Note from Women's Ministry leader Tammy Lucas: This week's blog post is written by a guest blogger. He is our self-professing Women's Ministry's Mascot. He is a leader of men, women, and children. He is a follower of Christ. He is a father to girls, those that Lord gave us through the birth process and those that he brings to our doorstep through love. He is also my husband, Matt Lucas.
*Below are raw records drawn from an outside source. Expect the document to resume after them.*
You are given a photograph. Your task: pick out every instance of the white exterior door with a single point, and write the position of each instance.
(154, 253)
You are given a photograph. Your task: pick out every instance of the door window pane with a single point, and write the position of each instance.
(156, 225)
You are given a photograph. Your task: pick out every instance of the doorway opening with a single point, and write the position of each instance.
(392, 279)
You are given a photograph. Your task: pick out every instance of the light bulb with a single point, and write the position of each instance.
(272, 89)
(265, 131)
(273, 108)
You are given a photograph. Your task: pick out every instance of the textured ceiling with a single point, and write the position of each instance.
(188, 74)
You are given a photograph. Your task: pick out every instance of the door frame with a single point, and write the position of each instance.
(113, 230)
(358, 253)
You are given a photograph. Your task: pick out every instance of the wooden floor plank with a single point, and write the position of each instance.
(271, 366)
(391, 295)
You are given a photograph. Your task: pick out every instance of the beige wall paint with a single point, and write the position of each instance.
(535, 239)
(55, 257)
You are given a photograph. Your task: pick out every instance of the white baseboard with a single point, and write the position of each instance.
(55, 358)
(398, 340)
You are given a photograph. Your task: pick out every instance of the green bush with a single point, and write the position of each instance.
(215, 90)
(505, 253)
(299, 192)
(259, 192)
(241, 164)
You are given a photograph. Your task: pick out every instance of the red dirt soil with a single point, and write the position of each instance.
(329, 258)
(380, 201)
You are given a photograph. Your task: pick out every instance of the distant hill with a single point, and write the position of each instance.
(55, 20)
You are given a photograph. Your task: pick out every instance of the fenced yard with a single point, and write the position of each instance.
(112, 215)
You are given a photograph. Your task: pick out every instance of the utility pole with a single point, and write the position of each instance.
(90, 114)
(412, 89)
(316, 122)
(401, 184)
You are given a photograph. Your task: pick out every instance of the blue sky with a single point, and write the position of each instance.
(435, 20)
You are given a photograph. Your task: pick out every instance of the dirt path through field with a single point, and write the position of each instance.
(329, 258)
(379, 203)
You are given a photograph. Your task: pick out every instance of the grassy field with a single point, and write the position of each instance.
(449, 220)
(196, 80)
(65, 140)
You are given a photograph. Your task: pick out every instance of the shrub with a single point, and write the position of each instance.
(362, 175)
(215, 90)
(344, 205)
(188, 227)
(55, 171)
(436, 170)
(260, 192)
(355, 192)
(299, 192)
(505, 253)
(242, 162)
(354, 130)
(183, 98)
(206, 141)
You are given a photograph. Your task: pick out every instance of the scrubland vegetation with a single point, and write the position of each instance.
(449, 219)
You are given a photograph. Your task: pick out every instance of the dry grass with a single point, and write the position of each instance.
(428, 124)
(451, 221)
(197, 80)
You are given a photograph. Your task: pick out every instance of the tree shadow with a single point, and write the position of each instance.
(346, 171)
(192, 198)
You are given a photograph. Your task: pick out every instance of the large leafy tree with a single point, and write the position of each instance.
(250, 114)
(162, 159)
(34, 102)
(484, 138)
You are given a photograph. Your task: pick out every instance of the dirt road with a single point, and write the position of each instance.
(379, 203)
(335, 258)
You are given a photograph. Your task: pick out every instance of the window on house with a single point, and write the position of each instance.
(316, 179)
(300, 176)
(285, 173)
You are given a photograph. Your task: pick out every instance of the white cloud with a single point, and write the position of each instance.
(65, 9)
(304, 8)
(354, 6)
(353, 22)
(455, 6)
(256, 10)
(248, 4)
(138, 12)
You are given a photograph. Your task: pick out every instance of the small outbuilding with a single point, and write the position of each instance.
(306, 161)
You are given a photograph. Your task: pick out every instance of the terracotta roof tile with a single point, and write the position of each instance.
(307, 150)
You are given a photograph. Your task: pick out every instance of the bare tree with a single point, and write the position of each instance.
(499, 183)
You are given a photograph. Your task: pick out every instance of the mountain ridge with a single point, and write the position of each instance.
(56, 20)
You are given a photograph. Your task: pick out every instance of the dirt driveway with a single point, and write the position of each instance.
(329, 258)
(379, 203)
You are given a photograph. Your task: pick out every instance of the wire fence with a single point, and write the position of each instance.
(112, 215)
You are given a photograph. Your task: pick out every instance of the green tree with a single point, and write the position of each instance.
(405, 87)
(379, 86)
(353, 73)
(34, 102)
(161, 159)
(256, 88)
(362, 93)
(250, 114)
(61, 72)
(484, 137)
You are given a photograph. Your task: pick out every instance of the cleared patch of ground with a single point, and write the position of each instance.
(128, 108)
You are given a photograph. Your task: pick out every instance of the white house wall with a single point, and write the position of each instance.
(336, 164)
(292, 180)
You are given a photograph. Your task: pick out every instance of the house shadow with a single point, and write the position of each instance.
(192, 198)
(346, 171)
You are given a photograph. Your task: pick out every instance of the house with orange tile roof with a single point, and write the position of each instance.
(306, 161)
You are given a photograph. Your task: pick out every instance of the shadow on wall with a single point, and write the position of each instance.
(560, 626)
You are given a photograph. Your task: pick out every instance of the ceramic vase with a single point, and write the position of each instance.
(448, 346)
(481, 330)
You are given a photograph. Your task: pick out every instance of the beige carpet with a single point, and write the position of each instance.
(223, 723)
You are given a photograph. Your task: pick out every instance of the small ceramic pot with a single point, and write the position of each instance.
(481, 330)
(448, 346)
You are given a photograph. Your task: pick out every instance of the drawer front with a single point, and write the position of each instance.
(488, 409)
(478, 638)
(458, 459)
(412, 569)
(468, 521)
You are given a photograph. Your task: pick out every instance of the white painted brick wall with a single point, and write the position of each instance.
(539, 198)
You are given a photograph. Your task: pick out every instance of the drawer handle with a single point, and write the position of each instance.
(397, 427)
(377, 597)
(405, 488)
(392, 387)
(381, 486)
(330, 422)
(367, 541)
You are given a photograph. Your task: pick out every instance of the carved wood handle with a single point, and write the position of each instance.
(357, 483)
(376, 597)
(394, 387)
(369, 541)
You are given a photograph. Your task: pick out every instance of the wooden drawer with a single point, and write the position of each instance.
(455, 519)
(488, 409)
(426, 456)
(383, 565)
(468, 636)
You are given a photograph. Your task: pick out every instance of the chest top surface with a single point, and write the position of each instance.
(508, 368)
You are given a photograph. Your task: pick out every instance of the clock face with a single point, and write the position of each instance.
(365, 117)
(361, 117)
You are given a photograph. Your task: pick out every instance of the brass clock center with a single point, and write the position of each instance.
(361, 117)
Good Friday is coming, and while all those who are in Jesus live on other side of Easter, we still inhabit a world shadowed by death. We see it in the changing seasons, in the wriggling worm at the end of our shovel, in the wake of a marital affair, in the headline of breaking news. We find it in our gossip that assassinates someone’s character, in our entertainment that consumes our free time, in our hearts that crave dead and decaying things to feed our souls. Death surrounds us, which is why we love Easter—spring sunshine, baby chicks and an empty tomb. But first there is Friday and I can’t run to the empty tomb and bypass the cross. I find it difficult to linger at the cross; not to treat it as simply a signpost on the way to the resurrection. The truth is that the cross is not a directional marker, it is a place of pain and anguish. It is never beautiful and always heartbreaking. Fortunately, we serve a God who knows this well, not as an observer, but as a participant.
So as we continue to prepare our hearts during Lent, it is healthy to remember that death pervades our world and lurks in the corners of our lives. Nouwen captures this well when he writes,
Mortification—literally, "making death"—is what life is all about, a slow discovery of the mortality of all that is created so that we can appreciate its beauty without clinging to it as if it were a lasting possession. Our lives can indeed be seen as a process of becoming familiar with death, as a school in the art of dying. I do not mean this in a morbid way. On the contrary, when we see life constantly relativized by death, we can enjoy it for what it is: a free gift. The pictures, letters, and books of the past reveal life to us as a constant saying of farewell to beautiful places, good people, and wonderful experience. . . . All these times have passed by like friendly visitors, leaving [us] with dear memories but also with the sad recognition of the shortness of life. In every arrival there is a leavetaking; in each one’s growing up there is a growing old; in every smile there is a tear; and in every success there is a loss. All living is dying and all celebration is mortification too. (Henri Nouwen, A Letter of Consolation)
Thankfully death does not get the final word, and the joy of Lent is knowing that death does not win in the end. But first comes Friday!